Saleem da tre anni vive nei campi per i rifugiati. Prima in Iraq e adesso in Grecia. Anche lui è amico di Karem, al quale ha provveduto dall’inizio del suo soggiorno nel paese greco. Anche lui riconosce che “molti rifugiati sono disperati e preferiscono tornare indietro”.

Condivide la storia del suo compagno Dlman Barjas, di 17 anni, che si ritrova solo a Skaramagas da quando arrivò in Grecia il 12 Marzo. Agli inizi di Agosto si registrò nella lista di persone che, dopo aver esaurito forze e risorse, decidono di tornare ai loro paesi d’origine.

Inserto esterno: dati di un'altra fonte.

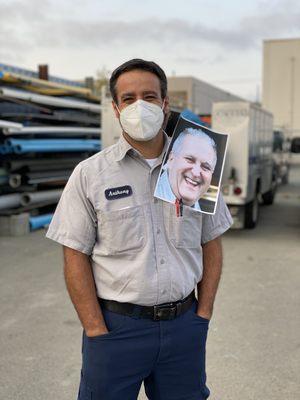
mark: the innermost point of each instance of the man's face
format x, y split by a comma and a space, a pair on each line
137, 85
190, 171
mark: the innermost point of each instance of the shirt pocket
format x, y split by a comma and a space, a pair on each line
184, 231
122, 231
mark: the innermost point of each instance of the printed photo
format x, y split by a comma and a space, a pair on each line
192, 168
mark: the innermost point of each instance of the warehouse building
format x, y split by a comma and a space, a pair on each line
281, 83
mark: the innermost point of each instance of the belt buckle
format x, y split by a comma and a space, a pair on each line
164, 312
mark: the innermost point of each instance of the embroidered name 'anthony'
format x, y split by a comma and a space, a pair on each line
118, 193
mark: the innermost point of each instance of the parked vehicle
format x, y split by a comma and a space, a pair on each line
249, 176
281, 156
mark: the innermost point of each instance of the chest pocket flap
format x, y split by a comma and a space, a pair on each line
122, 230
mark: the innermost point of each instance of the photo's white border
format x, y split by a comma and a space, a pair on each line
204, 128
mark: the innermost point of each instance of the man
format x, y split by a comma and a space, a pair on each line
189, 169
129, 277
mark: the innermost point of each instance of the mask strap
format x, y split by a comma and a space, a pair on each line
117, 108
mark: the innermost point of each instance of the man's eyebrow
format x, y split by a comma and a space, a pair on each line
127, 94
150, 92
207, 164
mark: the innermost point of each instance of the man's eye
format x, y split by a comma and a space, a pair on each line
150, 98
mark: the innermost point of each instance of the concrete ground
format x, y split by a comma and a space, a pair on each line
253, 349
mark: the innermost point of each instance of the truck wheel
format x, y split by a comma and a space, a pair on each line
285, 178
268, 197
251, 213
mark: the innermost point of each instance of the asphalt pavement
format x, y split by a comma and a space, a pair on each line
253, 349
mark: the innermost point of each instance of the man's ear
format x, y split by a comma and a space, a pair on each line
166, 111
170, 156
115, 108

Sono venuto solo per aiutare la mia famiglia a venire in Europa”, spiega. Dopo la delusione di non poter andare avanti, il giovane lancia un messaggio ai governi europei, ai quali chiede che “non dicano che esistono i diritti dei rifugiati”. “Ho perso 30.000 dollari per arrivare nella vostra terra, ma non ho visto un briciolo d’umanità”, dichiara. Quando farà ritorno, si riunirà coi suoi cari, con la consapevolezza che lì in futuro è incerto.

“Afghani, iracheni e iraniani: quelli che ritornano di più”

Afghanistan, Iraq, Iran e Pakistan sono i paesi nei quali ritornano in molti. Tutte queste nazionalità sono quelle che si incontrano più frequentemente tra i migranti che viaggiano fino alla Grecia attraversando l’Egeo in mancanza di vie sicure, per richiedere asilo e rifugio in Europa.

Mercoledì scorso, l’ONU ha lanciato un appello per raccogliere fondi per la crisi umanitaria in Afghanistan: stima che prima della fine dell’anno si saranno circa più di 1.100.000 sfollati interni, tra di loro 400.000 per il conflitto con gli insorgenti dentro il paese e circa altri 600.000 provenienti per la maggior parte dal Pakistan.

I siriani non sono ammissibili per il programma di rientro volontario, perché nessuno può garantire la loro sicurezza in Siria”, spiegava nel mese di giugno Efe Cristina Nikolaidu, responsabile della comunicazione dell’OIM.

In territorio greco, le porte sono chiuse e la pazienza di molti rifugiati si trasforma in disperazione. Secondo l’UNICEF, solo il numero dei bambini rifugiati e migranti intrappolati in Grecia è salito a 27.500.

In Spagna, il piano di rientro volontario esiste, ma come spiega Eva Baldès, assistente delle operazioni della OIM nel nostro paese, “il profilo standard della gente che se ne va, corrisponde ai migranti di origine latinoamericana, o gente che non vuole vivere in una situazione d’irregolarità amministrativa”. Nonostante tutto, “il 90% dei beneficiari sono migranti in alto pericolo di vulnerabilità”, spiega.